Me encontraba tan absorto entre mis pensamientos: ¿Por qué Hugo haría un golpe fallido? Conociéndole el siempre en sus planes trazaba correctamente el camino hasta conseguir el éxito total. ¿Por qué estaba vez sería diferente? ¿Qué es lo que ocultaba? ¿Todo lo que estaba haciendo llegaría a un fin ya planeado? ¡Qué hombre tan impredecible! En mi mente analítica no existía la posibilidad de que todo aquello fuera un error o un plan mal hecho, de seguro que era un sueño.

Lo que más impresiono del lugar era el inmaculado silencio a excepción por el sonido de la televisión en donde se mostraban noticias sobre el seguimiento de los hechos más recientes, cada una de las personas ponía especial atención como si no tuvieran en cuenta que sus desayunos se estaban enfriando.

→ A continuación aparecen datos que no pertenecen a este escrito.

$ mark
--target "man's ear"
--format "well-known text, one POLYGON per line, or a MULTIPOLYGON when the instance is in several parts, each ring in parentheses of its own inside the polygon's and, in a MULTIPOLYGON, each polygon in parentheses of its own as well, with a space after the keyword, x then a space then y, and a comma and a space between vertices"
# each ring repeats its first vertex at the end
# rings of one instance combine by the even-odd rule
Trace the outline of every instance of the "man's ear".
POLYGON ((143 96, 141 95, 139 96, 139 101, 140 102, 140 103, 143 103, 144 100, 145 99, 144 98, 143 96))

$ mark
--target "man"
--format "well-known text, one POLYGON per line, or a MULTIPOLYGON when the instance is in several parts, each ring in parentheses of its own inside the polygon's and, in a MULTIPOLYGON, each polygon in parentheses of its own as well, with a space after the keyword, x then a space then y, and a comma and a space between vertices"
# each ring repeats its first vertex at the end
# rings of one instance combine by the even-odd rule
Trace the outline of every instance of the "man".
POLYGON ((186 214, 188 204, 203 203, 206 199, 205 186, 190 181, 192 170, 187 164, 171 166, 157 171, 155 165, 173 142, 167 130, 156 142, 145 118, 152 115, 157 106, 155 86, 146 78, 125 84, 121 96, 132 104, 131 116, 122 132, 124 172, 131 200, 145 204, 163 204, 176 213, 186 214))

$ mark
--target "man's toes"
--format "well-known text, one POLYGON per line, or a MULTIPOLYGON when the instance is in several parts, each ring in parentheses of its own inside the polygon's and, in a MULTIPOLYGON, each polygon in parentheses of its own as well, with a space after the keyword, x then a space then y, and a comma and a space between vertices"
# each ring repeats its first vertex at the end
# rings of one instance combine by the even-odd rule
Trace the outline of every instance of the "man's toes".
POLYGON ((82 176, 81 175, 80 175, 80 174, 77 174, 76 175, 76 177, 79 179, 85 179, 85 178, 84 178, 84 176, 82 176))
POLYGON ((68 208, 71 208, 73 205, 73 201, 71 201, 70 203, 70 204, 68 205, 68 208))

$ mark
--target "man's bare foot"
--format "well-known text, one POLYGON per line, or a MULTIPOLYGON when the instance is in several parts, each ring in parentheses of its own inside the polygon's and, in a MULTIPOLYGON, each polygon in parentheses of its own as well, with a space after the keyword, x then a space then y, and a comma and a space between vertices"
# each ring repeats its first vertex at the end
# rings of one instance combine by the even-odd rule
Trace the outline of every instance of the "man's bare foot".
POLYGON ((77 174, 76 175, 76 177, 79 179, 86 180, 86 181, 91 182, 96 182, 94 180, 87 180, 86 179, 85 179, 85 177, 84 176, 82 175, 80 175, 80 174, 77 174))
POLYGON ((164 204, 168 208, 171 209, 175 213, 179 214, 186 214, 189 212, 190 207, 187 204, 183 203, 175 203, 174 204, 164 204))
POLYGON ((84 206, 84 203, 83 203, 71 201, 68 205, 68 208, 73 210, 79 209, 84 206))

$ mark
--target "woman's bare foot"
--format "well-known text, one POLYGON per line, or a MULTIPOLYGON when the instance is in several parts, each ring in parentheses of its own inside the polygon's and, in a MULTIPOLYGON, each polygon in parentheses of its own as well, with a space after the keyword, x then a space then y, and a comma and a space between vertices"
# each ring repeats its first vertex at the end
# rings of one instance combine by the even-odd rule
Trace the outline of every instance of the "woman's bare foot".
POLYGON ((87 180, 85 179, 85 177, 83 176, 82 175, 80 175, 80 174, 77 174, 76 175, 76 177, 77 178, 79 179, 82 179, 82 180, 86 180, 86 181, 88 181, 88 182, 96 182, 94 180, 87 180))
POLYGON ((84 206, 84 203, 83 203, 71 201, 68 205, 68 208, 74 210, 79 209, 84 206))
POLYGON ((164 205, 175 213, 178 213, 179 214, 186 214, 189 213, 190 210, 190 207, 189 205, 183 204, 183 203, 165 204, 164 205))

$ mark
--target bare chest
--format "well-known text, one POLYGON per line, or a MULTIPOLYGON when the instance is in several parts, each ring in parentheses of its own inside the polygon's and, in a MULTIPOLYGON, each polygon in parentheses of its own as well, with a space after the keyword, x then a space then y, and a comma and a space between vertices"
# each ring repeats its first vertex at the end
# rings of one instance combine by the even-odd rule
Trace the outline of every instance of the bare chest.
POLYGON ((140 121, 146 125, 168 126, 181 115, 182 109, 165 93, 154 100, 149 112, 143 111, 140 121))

Y allí es donde sale él, con gesto nostálgico y tal vez hasta arrepentido. Las cámaras se enfocaron en su persona y comenzó a dirigir a lo que sería al pueblo venezolano "Buenos días" saludo con elegancia Hugo, "este mensaje bolivariano" continuo explicando por qué se debía el movimiento y las razones para tal acción, "ustedes lo hicieron muy bien" halago a todas las personas que lo ayudaron, "Nosotros aquí en Caracas no logramos controlar el poder" se disculpo admitiendo su derrota, "lamentablemente, por ahora, los objetivos que nos planteamos no fueron logrados" algo me decía que ese hombre no se rendiría, como si lo que acaba de suceder solo fuera una pequeña advertencia, como si algo peor se viniera. "Asumo la responsabilidad de este movimiento militar bolivariano" se escuchó varios aplausos no solo desde la televisión si no también en el lugar que me encontraba "El país tiene que enrumbarse hacia un destino mejor" fue lo que expreso, mientras con sus manos hacia ademanes de engrandecimiento.

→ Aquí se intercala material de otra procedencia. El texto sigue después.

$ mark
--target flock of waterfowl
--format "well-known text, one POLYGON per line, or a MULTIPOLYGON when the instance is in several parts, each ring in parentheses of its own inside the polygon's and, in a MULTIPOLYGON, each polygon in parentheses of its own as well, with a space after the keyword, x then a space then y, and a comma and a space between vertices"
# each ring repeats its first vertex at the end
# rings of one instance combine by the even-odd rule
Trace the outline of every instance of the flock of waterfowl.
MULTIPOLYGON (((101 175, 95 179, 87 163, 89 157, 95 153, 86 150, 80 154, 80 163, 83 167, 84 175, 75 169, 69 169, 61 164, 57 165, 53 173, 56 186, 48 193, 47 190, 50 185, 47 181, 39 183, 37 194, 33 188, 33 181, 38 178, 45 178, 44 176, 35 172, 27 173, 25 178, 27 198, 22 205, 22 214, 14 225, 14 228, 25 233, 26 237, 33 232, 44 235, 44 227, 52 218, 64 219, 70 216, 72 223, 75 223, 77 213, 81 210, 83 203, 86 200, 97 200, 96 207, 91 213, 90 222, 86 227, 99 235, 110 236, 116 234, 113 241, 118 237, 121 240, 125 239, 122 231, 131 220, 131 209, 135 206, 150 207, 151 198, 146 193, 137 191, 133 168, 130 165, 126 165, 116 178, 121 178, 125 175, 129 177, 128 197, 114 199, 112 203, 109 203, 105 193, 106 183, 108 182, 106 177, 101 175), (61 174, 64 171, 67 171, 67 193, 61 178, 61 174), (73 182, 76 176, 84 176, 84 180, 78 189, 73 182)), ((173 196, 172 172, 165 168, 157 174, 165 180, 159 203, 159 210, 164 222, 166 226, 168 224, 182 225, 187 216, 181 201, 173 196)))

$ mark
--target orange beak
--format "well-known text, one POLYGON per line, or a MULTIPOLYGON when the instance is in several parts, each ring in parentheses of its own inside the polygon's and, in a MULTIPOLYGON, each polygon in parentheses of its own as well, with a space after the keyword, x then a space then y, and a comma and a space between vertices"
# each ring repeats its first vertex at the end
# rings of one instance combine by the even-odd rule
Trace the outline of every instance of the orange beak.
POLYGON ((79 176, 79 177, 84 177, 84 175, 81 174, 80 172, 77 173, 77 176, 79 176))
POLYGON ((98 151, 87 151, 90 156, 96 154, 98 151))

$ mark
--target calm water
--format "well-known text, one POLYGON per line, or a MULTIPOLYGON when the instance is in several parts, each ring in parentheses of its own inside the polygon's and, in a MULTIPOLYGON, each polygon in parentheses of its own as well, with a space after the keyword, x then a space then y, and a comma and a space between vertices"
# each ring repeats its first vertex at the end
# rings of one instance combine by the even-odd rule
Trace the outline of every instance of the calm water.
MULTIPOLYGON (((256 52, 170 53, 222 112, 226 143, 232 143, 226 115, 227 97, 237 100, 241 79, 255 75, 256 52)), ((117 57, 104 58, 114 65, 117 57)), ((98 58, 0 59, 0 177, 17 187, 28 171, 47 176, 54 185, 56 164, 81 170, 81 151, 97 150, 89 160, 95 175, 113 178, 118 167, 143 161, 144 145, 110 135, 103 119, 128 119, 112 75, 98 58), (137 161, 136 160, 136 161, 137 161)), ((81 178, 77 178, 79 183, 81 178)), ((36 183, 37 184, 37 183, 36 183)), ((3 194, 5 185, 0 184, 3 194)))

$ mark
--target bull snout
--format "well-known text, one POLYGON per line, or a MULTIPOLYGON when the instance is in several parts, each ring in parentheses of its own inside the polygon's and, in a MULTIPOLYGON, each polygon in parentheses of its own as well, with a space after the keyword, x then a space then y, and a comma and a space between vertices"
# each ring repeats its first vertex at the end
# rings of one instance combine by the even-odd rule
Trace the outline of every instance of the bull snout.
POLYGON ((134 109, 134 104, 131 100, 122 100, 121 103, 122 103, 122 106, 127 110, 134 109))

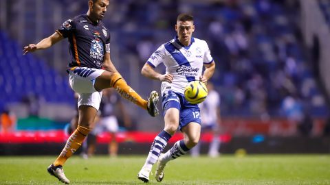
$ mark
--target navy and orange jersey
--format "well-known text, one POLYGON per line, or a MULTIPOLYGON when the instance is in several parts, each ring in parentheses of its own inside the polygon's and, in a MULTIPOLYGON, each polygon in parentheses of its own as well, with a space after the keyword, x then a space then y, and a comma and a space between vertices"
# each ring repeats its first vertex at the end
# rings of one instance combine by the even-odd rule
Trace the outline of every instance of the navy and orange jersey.
POLYGON ((103 23, 93 23, 87 14, 64 22, 56 30, 69 40, 69 67, 100 69, 105 53, 110 53, 110 33, 103 23))

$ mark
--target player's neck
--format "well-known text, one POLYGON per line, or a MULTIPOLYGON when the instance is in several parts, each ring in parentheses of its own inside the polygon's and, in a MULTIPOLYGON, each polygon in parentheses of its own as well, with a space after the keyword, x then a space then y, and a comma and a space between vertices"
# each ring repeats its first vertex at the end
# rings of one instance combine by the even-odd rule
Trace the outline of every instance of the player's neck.
POLYGON ((191 42, 190 40, 189 40, 186 42, 182 42, 182 40, 180 40, 180 39, 178 39, 178 40, 179 40, 179 42, 180 42, 180 43, 185 47, 189 46, 190 45, 190 42, 191 42))
POLYGON ((87 15, 87 18, 89 20, 89 21, 92 22, 93 23, 98 23, 98 19, 96 16, 94 16, 89 10, 88 10, 87 13, 86 14, 87 15))

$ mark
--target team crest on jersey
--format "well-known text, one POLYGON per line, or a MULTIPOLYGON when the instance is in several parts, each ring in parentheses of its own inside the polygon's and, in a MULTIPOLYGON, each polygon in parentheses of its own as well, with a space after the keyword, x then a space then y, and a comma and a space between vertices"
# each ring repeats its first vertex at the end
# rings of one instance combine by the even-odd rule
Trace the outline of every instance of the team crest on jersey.
POLYGON ((103 60, 103 44, 98 38, 91 40, 89 55, 91 58, 102 60, 103 60))
POLYGON ((63 25, 63 28, 65 28, 66 29, 70 29, 72 27, 70 24, 70 22, 72 22, 72 20, 69 19, 67 21, 64 22, 64 23, 63 25))
POLYGON ((201 53, 201 49, 200 47, 197 47, 196 48, 196 53, 197 53, 197 54, 201 53))
POLYGON ((105 30, 104 29, 102 29, 102 32, 103 32, 103 34, 104 35, 104 36, 107 37, 107 30, 105 30))
POLYGON ((186 56, 187 57, 190 57, 191 56, 191 52, 189 51, 186 51, 186 52, 184 52, 184 53, 186 54, 186 56))

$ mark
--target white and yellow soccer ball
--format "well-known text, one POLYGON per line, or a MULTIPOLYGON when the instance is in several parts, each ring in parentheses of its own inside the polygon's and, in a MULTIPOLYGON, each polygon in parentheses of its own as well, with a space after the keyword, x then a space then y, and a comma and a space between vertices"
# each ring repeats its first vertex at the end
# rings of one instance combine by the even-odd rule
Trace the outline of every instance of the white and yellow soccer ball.
POLYGON ((208 89, 204 83, 200 81, 189 82, 184 88, 184 97, 192 104, 203 102, 208 97, 208 89))

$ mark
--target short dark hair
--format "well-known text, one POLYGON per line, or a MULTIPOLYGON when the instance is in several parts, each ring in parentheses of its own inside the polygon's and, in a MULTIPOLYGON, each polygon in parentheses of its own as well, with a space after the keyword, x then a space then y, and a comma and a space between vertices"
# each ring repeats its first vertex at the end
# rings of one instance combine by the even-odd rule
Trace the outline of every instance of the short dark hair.
POLYGON ((177 21, 194 21, 194 17, 188 14, 180 14, 177 16, 177 21))

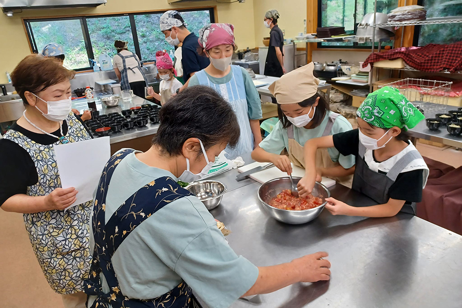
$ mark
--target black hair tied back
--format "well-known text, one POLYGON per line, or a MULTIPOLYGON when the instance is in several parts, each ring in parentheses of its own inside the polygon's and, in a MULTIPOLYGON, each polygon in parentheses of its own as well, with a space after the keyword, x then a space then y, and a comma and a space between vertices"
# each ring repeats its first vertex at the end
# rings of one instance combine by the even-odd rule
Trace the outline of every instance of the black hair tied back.
POLYGON ((216 144, 235 146, 240 129, 229 104, 213 89, 195 86, 170 99, 159 112, 160 125, 152 144, 165 154, 182 153, 183 145, 189 138, 198 138, 205 150, 216 144))

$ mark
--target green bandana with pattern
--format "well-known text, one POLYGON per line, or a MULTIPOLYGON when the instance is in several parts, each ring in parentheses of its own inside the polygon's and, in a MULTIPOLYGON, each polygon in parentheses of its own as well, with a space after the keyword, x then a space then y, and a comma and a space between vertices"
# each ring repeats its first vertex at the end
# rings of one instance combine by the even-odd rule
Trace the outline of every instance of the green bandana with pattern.
POLYGON ((407 130, 425 118, 397 89, 384 87, 368 95, 356 114, 370 124, 380 128, 397 126, 407 130))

Todos los participantes en esta acción fueron llevados a prisión por su actuación en el hecho, el recuento de muertos se dio a conocer el día 5 de febrero. De acuerdo a cifras oficiales del Ministerio de la Defensa, hubo 14 muertos y 53 heridos. No obstante, estimaciones extraoficiales ubican dicho saldo en 50 muertos y más de 100 heridos.

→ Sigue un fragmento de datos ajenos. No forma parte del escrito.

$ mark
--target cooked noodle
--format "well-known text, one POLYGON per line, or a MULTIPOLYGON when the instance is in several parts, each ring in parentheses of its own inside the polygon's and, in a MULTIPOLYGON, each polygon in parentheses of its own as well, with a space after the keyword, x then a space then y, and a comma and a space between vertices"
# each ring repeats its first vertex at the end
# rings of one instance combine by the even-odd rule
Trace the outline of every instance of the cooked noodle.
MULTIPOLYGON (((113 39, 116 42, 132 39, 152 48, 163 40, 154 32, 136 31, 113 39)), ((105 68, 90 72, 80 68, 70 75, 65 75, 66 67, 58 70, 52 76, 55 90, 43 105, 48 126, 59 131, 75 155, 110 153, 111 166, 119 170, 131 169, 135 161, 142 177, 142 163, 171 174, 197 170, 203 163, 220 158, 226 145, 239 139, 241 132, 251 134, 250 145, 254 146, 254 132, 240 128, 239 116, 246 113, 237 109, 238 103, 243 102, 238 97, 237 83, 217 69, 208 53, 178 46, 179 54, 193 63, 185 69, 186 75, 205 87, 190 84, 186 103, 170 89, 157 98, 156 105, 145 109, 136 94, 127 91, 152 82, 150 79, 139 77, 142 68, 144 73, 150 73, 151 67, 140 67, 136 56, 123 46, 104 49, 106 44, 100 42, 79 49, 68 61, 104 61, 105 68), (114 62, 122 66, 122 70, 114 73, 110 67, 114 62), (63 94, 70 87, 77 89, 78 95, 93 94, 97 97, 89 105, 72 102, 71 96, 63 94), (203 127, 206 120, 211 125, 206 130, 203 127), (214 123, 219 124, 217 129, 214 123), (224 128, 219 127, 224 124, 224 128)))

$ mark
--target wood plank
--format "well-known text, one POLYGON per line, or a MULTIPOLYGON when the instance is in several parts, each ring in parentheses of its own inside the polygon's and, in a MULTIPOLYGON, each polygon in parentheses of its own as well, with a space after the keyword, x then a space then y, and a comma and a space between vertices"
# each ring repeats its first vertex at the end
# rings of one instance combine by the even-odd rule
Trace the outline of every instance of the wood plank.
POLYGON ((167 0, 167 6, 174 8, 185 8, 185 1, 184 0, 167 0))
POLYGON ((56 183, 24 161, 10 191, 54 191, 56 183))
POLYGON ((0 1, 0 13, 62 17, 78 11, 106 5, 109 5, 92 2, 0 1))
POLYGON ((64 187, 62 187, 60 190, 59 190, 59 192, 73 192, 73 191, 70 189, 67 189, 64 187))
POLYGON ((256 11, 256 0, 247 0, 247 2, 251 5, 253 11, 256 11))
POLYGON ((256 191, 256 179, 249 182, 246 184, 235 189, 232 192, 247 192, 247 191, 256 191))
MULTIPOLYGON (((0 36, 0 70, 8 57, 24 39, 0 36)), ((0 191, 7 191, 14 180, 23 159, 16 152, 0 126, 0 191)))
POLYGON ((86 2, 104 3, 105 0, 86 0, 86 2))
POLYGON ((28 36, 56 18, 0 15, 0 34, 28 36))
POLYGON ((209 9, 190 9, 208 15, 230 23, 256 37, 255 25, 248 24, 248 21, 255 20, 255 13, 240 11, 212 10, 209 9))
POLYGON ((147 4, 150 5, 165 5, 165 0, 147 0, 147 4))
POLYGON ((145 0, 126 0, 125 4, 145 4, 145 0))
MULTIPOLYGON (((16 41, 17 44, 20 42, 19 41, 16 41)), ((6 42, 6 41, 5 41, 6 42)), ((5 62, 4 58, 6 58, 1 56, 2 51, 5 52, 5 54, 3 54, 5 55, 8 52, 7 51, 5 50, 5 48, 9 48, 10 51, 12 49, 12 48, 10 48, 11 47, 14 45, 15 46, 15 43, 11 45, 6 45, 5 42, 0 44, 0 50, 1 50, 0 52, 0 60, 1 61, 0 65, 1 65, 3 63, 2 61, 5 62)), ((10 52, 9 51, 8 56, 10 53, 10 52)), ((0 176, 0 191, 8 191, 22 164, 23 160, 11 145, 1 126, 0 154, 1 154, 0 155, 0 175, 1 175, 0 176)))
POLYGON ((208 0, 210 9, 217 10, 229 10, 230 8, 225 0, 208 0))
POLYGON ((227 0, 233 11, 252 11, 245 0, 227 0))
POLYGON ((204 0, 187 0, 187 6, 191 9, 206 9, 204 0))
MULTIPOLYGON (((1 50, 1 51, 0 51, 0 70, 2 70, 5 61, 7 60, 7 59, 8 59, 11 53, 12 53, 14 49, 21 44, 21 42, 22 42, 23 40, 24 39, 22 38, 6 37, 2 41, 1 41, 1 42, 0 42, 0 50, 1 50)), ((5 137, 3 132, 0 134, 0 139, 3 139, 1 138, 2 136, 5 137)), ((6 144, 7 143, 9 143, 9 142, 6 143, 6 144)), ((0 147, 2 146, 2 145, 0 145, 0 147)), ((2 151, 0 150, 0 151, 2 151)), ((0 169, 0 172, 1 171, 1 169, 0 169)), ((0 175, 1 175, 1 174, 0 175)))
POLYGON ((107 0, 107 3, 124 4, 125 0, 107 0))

Además ese acontecimiento trajo consigo muchas acciones, debates, discursos y hasta peleas. Entre una de ellas se escuchó decir a alguien "No se le puede pedir al pueblo que defienda la democracia cuando tiene hambre" era una realidad pero también era un burla. El pueblo tenía que luchar, y gracias a todo lo sucedido, se debilito el gobierno de Carlos Andrés Pérez quien tiempo después fue llevado a una corte donde lo acusaron de corrupción. Hugo Chávez, se volvió famoso, era como el liberador del pueblo. El presidente que luego tomo el mando del país, lo libero perdonándole todo. Qué gran error. Pero bueno, esa ya es otra historia.

Fin


Notas de autora:

Dios, no se, pero hacer esta historia, fue demasiado frustrante! Sin embargo la disfrute demasiado, pues mi padre me aconsejo (le encanta la política) y fue una experiencia inigualable.

¿Que puedo más decir? La verdad no se, fue algo... Raro. No se Nochedeinvierno13, pero como que diste el clavo, no me agrada para nada Chavéz, pues he visto a mi familia sufrir a causa de ese personaje, pero ese es otro cuento.

Espero que se del agrado de los lectores.